Não demorou muito para eu voltar para a vila e ser cumprimentado pelo senhor Ferdinando.
Posso ter achado algo de útil. Informei.
Ah é? Ele parecia curioso. Então, vamos lá, mostre-me.
Tirei o relógio de prata do meu bolso e o mostrei para Ferdinando.
E o que tem isso? Ele indagou.
Eu o abri.
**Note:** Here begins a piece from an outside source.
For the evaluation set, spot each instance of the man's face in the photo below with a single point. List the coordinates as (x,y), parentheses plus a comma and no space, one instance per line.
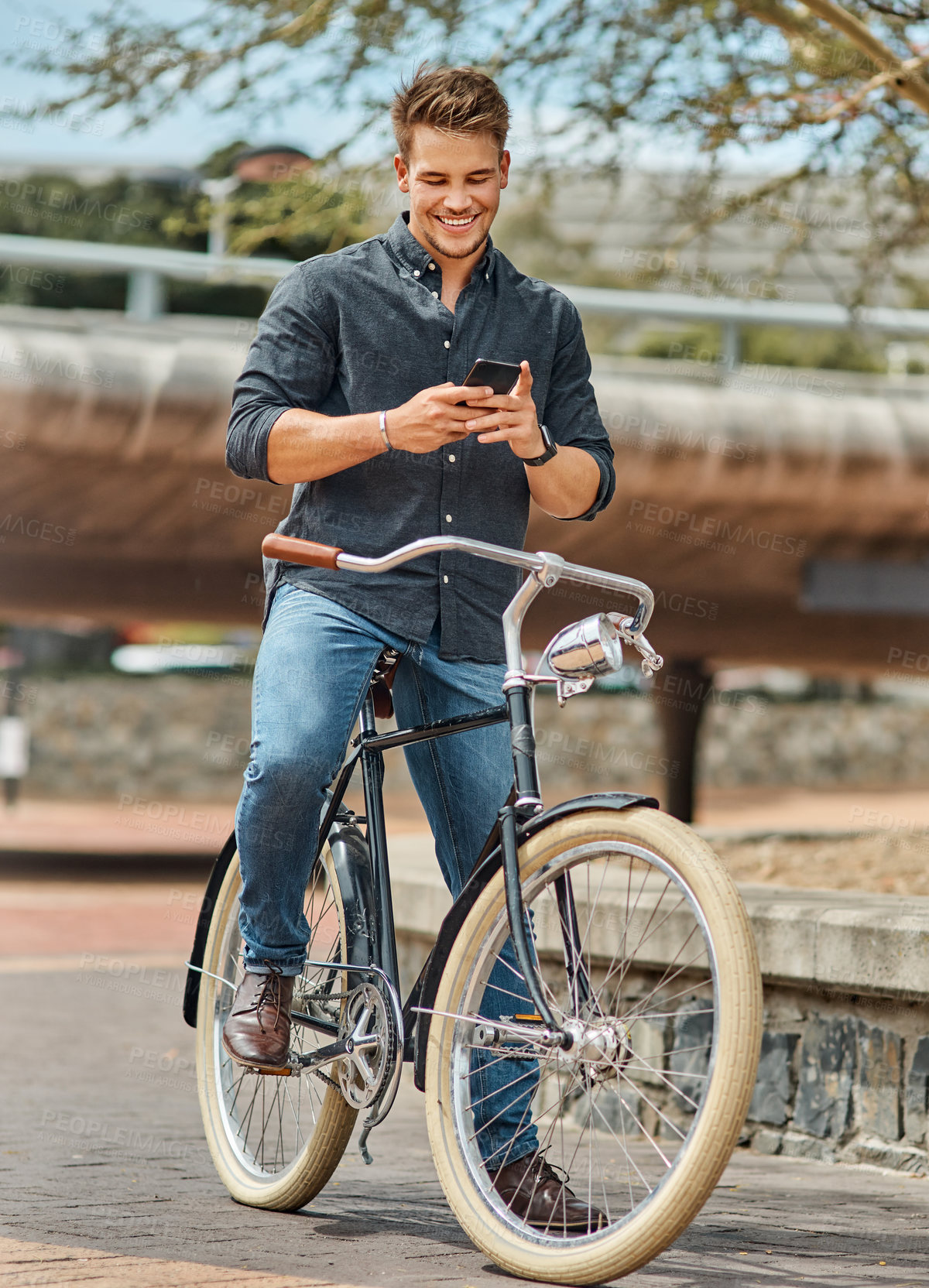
(454,184)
Dentro do relógio, havia uma foto. Havia um homem, uma mulher e uma menina pequena no colo dela. Supostamente, uma família feliz.  Apesar de preta e branca, vi que, pelas roupas, a imagem não era muito antiga.
Ah! Ferdinando exclamou.
Você os conhece?
Sim. São Thiago e Annabel. A pequena é a filha dos dois, Agatha. Faz um tempo que eu não os vejo...
Eles são da cidade?
Sim. Annabel nasceu aqui e nunca se mudou. Thiago se apaixonou por ela e veio se mudar aqui. Deixar a cidade grande e aproveitar o campo, sabe? Eles tiveram a pequena Agatha e começaram a criar a filha aqui...
Porém...?
Hm... O amor acabou, acho. Eles começaram a discutir muito e, no fim, acabaram se separando. Annabel ficou aqui. Thiago voltou pra cidade dele. A Agatha passava a maior parte do tempo aqui. O pai vinha buscar a pequena de vez em quando e passava uns dias só com ela.
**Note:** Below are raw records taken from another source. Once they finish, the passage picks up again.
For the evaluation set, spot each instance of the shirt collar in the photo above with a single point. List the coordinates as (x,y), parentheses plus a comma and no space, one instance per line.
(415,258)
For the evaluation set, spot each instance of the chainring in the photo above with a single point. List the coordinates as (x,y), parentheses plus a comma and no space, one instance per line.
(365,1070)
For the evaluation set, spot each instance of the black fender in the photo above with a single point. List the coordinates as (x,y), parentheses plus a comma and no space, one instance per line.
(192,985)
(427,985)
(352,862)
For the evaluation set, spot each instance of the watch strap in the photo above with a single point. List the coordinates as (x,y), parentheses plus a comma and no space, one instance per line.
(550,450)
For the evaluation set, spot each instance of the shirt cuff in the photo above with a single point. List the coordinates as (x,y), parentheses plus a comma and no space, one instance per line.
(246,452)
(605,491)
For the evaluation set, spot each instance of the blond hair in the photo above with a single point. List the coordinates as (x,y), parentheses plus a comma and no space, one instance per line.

Sinto que há mais sobre essa estória...
Bem... Nem eu, nem ninguém da vila, viu os três ultimamente.
De quanto tempo estamos falando?
Hm... Ferdinando coçou o queixo, pensativo. Umas duas semanas... Acho.
Certo... Olhei para o topo do vale, onde eu havia deixado minha moto. E onde é exatamente a cidade desse tal de Thiago?
Uns vinte minutos seguindo a estrada. Pra lá. Ele apontou, indicando a direção. São Alguma Coisa o nome da cidade. Não sei direito o quê. Também não sei pra que tanto nome de santo pra cidade...
Eu muito menos. Apoiei uma mão no ombro do senhor. Eu já volto.
Não precisa ter pressa, garoto.
Ferdinando sorriu. Eu sorri de volta. Porém, eu sabia que precisava correr. O presente daquela vila já era trágico o suficiente. O futuro não precisava ser também.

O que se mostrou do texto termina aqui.